Your codebase, a few shell scripts, a yaml file for your CI/CD config, and another for your serverless framework definition and you're done -- couldn't be easier.

moomoo11 · on Feb 13, 2023

If it’s that small you could just host from home with a static ip or mapper.

If you’re building a commercial product where you’re being paid to provide a service, you’re obviously going to want something robust.

bradwood · on Feb 11, 2023

100% agreed. But I'd suggest you just go for a serverless offering from one of the big cloud players.

If your app runs on Heroku or Fly.io, you really don't need servers or VPCs or k8s clusters.

Where I work, we've gone all-in on AWS Serverless and couldn't be happier. We have 1 dev-ops/infra person supporting 3 feature teams, all of which are releasing into their apps based on this stack multiple times a day. The infrastructure overhead is so low that our dev-ops guy has time to additionally spend time on optimising CI/CD for speed, tightening up on security, etc, etc.

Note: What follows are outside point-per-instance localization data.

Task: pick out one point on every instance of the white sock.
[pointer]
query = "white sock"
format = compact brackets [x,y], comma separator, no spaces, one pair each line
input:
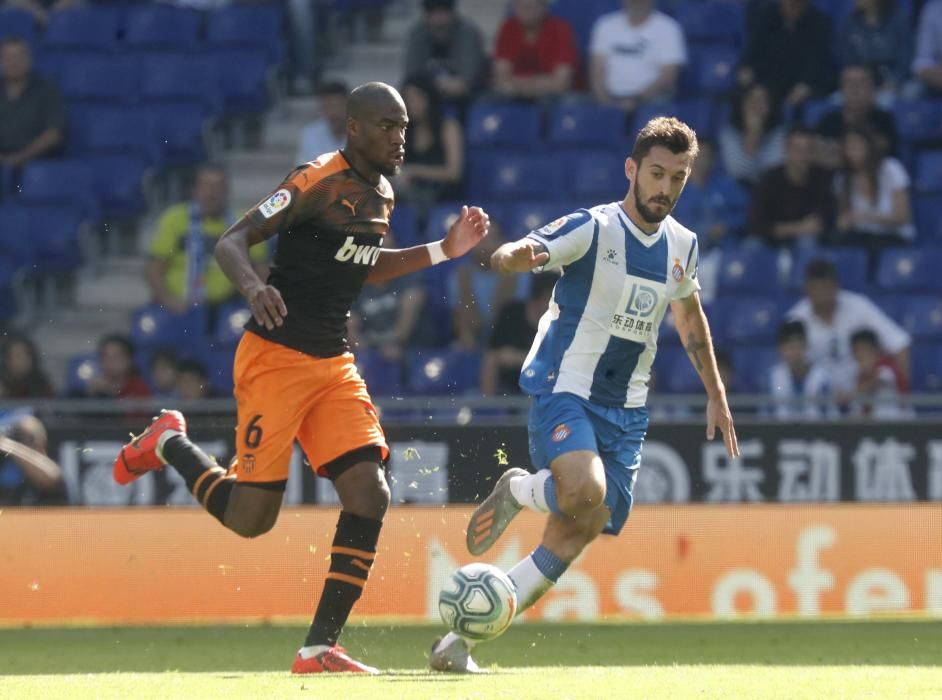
[312,651]
[530,582]
[530,490]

When we started, we had 2 devs who just did everything from a single repo, a gitlab account, and the serverless framework.

I really don't understand how adding yet another layer on top of AWS's / GCP's / Azure is materially going to change the developer or user experience. It just adds cost.

ignoramous · on Feb 11, 2023

> I really don't understand how adding yet another layer on top of AWS's / GCP's / Azure is materially going to change the developer or user experience. It just adds cost.

Actually, AWS products (PaaS like Lambda) themselves are a layer atop AWS (IaaS like EC2) that you just said you immensely favour, and that it reduced costs (1 devops for 3 teams). Besides, Snowflake and Databricks are two examples among many of non-AWS but AWS-dependent billion dollar software shops that work just fine for the largest of enterprise businesses.

That said, don't think Fly is a layer on top of AWS (they rely on servers from NetActuate, Equinix, and others from the looks of it: https://news.ycombinator.com/item?id=29162706). They couldn't have the pricing they do if they were.

iends · on Feb 13, 2023

AWS regularly lies about their status on their status page.

Instead, if you have an issue you think is an AWS specific issue and if you spend enough money with AWS, you have a TAM. You reach out to your TAM who can give you the real status under AWS NDA.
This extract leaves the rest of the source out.